Jim Corbett in the decades below, toi | Bharat News

New Delhi: Jim Corbett, whose 150th birth anniversary is being celebrated, was a hero and a savior for the hilly-people of Kumaon and Garhwal in colonial India of 1920 and 1930s. But the hunter-protectist was written at the national level and his first book, ‘Man-Eatrs of Kumaon’, became a global literary star.
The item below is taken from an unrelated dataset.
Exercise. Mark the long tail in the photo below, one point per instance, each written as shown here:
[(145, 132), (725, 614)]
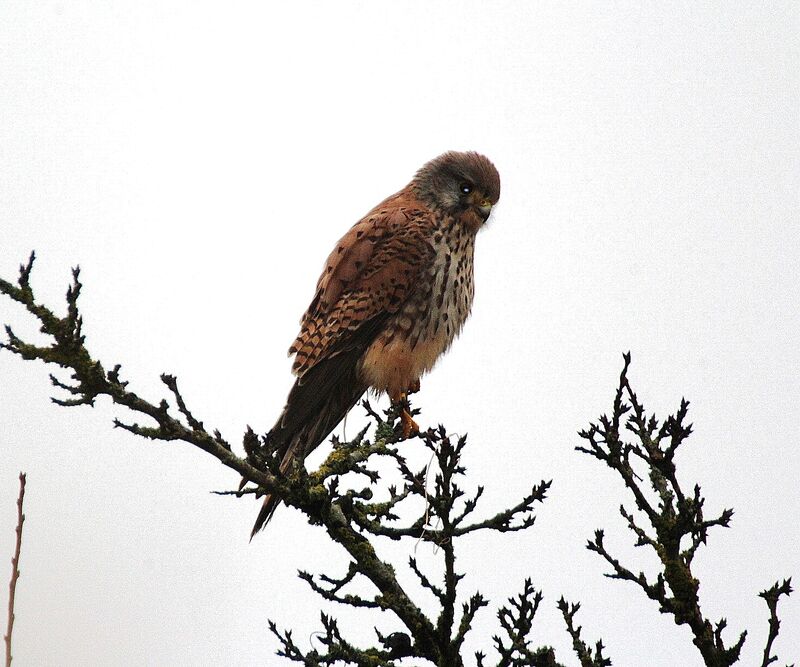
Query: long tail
[(318, 401)]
He was then 69 years old.“It is safe to say that no journalist can write a jungle thriller of more absorbed interest than this classic by Jim Corbett, which is undoubtedly the best thing of its kind because ‘The Times of India Review’ said since ‘The Times of Tasavo’.‘Man-Aatters of Tsavo’ (1907), a story of two terrorists in East Africa, was written by Hunter John Patterson and decades later filmed as ‘The Ghost and the Darkness’ (1996).Further reviews stated that “Jim Corbett does not know what the habits of Tigerland and Tiger … it is not worth knowing …” and said that “the author is giving his royalty to St. Dunston’s hostel for blind Indian soldiers (in the Second World War).”A TOI article in November 1945 states that “Man-Aatters of Kumaon of Kumaon” was also an option for the “Book of the Month” club.Toi described his second book, ‘The Man-Eating Leopard of Rudraprayag’, as the “work of suspense”. But it also said that the book was “more” and “deep”. The 1945 review said, “It is inspired by deep human mercy and understanding of this terrible enemy.”Corbett was associated with India after Kenya left. In 1955, he weighed in the controversial ‘Wolf’ boy Ramu, which was published in Toi.The engagement was reciprocal. A few decades after his death, letters were written to the toi editor. In 1960, SA Bashir of Ahmedabad wrote that Corbett’s ‘My India’ should be determined as “matriculation or a fast reader for intermediate students”.In 1975, his birth centenary year, Dr. Dr. as Kothari. Wrote, “No other foreign India loved India so much as this great British … We should name the National Park of Bombay after Jim Corbett and publish cheap books on India’s wildlife to remember them.”